Quando a ciência encontra a emoção
por Barbara DemerovAos que já estão familiarizados com a frase "Ignorance is a bliss" ("A ignorância é uma bênção"), o título deste filme tem muita relação com seu significado. Bliss, dirigido por Mike Cahill, utiliza um cenário futurista e distópico, em que os personagens se dividem entre um mundo perfeito e outro realista, que não pode ser controlado por ações externas. No meio de diversas dúvidas, questões e pontos de virada inesperados, está o personagem Greg (Owen Wilson), um profissional que se sente perdido em seus próprios pensamentos.

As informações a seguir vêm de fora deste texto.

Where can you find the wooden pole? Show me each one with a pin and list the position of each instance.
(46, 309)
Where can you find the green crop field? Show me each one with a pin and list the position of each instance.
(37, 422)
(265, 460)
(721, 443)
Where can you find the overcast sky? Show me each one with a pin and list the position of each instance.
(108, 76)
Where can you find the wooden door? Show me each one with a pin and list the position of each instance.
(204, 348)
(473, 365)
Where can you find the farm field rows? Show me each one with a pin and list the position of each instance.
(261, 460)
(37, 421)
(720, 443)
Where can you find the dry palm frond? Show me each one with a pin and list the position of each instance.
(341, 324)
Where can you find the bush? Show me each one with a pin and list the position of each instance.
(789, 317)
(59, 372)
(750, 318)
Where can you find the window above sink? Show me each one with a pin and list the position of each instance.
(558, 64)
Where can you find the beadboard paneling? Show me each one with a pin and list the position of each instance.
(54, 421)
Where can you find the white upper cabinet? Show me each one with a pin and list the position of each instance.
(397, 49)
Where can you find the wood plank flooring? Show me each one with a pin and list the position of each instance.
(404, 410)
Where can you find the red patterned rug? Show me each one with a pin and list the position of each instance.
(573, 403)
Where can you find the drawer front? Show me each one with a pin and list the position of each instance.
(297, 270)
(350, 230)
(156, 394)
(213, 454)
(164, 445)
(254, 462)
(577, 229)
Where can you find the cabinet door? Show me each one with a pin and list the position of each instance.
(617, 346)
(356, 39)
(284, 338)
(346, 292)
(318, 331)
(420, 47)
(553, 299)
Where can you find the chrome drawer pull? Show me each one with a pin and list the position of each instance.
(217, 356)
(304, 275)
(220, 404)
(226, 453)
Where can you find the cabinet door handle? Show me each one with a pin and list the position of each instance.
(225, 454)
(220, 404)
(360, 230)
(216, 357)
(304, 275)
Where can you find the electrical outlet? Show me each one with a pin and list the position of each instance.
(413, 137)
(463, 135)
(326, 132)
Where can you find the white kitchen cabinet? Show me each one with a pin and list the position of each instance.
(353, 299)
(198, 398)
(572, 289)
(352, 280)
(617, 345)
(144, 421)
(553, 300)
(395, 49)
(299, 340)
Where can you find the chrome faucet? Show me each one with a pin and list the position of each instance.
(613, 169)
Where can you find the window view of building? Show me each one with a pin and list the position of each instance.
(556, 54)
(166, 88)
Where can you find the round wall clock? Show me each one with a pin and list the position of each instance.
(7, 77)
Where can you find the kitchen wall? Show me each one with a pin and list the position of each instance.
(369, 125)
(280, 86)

A razão pela qual o protagonista se sente "offline" em seu próprio mundo é apresentada ao longo do filme, que se arrisca ao iniciar uma jornada com diversas interrogações sem entregar um ponto sólido ou uma base para o espectador. A atmosfera mais tecnológica (e a mais interessante) só pode ser visualizada no segundo terço, e tal escolha de Cahill certamente atinge a imersão na história de forma direta. Apesar de ser intrigante o fato de Greg ter sonhado com a misteriosa Isabel (Salma Hayek), quando a esperada revelação é feita perde-se boa parte da emoção.
Filme mistura sci-fi com ação em clima Black Mirror, mas história cheia de incertezas acaba por não se sustentar tão bem
Após a revelação, o lançamento do Prime Video se transforma em praticamente um filme de ação, com perseguições inusitadas e a junção de dois "mundos" tão contrastantes. Isso não seria exatamente um problema caso o filme também dedicasse um tempo a mais para explicar as motivações de Isabel com relação à realidade paralela que foi criada através da ciência. Mas isso não acontece, e a explicação encontra apenas um patamar bem raso no que se diz respeito ao valor que as pessoas dão às coisas materiais e imateriais.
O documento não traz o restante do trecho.